Steger began handing over his "literary legacy" to the archive for contemporary history ("Archiv für Zeitgeschichte") at the National Institute of Technology ("Eidgenössische Technische Hochschule Zürich" / ETH) in 2002. Fourteen years, and several substantial deliveries later, the archivists at the ETH were looking after a substantial collection of his illustrations. Steger often used press photographs of politicians as templates for his caricatures, and these have been integrated in the archived collection.

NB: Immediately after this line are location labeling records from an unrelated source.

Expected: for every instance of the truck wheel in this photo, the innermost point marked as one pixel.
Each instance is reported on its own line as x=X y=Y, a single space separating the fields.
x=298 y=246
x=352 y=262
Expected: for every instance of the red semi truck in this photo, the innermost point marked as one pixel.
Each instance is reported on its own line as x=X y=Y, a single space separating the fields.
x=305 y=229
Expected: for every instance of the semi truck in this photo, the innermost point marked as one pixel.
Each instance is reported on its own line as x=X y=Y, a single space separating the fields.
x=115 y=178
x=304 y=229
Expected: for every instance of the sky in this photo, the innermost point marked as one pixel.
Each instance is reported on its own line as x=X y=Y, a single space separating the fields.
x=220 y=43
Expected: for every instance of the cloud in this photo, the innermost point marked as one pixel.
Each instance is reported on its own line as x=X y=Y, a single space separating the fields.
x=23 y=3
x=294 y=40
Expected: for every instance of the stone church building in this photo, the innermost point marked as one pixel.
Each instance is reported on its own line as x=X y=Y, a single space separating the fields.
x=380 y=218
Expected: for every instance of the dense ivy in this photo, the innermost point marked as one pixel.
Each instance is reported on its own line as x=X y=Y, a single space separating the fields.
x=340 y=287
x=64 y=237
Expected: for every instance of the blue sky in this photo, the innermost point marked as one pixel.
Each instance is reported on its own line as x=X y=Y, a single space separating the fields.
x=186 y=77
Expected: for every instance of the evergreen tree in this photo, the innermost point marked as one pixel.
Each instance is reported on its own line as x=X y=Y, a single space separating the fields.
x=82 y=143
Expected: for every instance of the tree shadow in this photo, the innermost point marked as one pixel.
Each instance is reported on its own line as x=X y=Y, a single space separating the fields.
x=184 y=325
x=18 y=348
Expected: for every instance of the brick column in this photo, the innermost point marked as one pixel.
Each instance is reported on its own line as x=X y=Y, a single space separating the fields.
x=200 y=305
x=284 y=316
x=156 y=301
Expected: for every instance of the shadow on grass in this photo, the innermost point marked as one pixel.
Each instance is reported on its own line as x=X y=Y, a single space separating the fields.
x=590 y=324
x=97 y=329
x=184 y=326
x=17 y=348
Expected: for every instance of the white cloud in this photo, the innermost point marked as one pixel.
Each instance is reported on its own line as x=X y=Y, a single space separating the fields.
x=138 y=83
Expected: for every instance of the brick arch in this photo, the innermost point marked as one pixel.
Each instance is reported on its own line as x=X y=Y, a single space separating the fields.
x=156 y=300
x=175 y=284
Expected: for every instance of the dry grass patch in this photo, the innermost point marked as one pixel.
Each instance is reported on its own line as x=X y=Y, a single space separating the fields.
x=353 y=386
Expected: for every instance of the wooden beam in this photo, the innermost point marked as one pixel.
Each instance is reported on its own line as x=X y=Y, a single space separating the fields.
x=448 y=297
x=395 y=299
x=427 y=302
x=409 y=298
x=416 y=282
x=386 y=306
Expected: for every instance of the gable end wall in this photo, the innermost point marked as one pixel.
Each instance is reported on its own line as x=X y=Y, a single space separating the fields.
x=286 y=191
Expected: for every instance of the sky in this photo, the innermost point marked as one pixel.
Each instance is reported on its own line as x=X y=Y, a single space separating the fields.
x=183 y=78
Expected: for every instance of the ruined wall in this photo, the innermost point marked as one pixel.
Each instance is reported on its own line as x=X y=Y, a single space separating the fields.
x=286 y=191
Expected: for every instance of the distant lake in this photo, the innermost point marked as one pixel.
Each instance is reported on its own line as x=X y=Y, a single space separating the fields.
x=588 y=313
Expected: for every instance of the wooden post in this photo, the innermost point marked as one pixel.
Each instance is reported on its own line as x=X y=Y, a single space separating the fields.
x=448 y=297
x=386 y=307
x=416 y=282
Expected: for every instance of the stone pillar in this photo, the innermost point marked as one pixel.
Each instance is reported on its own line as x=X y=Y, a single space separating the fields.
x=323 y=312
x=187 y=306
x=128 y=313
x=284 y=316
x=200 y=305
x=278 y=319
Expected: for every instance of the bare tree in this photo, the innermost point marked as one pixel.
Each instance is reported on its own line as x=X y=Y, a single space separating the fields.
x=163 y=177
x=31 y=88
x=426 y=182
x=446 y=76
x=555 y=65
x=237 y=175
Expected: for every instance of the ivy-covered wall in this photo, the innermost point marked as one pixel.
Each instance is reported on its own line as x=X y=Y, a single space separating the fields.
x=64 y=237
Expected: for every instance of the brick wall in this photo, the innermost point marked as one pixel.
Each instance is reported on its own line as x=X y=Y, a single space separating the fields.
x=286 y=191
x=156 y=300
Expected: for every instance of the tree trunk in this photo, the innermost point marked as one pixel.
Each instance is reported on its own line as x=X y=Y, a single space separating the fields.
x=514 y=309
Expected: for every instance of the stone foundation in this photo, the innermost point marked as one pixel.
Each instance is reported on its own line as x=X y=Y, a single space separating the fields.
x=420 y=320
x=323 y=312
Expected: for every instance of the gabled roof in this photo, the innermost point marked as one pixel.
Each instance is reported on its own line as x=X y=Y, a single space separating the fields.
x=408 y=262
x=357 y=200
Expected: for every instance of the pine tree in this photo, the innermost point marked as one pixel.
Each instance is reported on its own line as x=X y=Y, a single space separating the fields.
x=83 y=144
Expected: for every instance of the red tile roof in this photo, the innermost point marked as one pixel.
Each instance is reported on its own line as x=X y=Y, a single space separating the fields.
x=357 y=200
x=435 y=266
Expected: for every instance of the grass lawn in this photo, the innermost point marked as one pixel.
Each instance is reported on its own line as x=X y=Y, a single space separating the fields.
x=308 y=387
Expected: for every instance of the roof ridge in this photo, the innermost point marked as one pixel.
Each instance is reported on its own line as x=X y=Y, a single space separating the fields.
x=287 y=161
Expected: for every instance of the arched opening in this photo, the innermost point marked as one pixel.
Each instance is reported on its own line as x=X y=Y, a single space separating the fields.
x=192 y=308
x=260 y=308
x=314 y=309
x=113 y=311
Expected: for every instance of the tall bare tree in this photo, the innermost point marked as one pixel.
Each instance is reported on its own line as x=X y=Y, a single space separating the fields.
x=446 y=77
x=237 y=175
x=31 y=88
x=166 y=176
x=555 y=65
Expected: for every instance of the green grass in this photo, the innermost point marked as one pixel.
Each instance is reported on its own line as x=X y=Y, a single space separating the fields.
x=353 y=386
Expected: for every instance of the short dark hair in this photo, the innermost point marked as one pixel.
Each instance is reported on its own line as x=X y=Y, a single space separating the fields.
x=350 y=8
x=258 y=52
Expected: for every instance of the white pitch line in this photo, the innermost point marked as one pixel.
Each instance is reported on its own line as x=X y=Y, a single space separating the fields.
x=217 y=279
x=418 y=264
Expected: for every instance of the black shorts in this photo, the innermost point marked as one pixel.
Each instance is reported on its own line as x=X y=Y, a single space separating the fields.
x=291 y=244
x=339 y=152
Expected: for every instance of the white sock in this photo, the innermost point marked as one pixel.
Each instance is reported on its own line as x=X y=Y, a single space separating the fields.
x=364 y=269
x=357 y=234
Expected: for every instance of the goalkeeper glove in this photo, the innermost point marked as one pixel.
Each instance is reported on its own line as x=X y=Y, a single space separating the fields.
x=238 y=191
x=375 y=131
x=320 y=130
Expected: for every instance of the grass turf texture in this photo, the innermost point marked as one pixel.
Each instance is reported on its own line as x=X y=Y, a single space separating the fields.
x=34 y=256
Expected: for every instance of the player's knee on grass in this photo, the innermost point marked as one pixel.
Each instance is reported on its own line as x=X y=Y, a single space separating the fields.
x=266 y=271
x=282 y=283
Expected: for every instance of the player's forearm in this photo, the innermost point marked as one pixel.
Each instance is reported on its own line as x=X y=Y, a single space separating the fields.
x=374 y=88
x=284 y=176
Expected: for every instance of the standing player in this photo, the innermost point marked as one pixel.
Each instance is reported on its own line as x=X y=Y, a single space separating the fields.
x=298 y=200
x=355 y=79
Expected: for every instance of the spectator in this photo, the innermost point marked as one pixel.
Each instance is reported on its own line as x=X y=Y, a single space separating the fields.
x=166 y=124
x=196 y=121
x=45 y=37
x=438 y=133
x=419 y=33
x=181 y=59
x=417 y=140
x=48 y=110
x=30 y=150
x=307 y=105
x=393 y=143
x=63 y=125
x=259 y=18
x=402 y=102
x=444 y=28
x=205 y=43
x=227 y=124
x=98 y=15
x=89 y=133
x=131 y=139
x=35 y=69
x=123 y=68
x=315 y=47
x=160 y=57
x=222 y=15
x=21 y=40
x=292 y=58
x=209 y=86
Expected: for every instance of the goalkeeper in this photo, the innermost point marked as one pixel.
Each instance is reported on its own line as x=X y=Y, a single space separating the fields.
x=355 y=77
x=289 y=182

Hans Ulrich Steger-Teuscher died on 20 June 2016 at Maschwanden, in the hills between Zürich and Luzern. By this time he had become not merely a grandfather, but a great grandfather. His funeral announcement included the request from his family that those minded to send flowers should instead send money to Médecins Sans Frontières.

== Caricatures ==
Steger's caricatures often take inspiration from literature (in particular from fairy tales and nursery rhymes) and art (well-known paintings, sculptures and films). He has donated approximately 1,800 original caricatures to the archive for contemporary history ("Archiv für Zeitgeschichte") at the National Institute of Technology ("Eidgenössische Technische Hochschule Zürich" / ETH). These date from the period between the end of the Second World War and the end of the twentieth century. They principally concern international and Swiss politics.

== Children's books ==
Steger's two most successful children's books were "Reise nach Tripiti" ("Journey to Tripiti" 1967) and "Wenn Kubaki kommt" ("If Kubaki comes" 1976). They highlight his passion for small details and foreign travel. "Reise nach Tripiti" has been translated into various languages including English, Afrikaans, Danish, Swedish, Dutch and Japanese.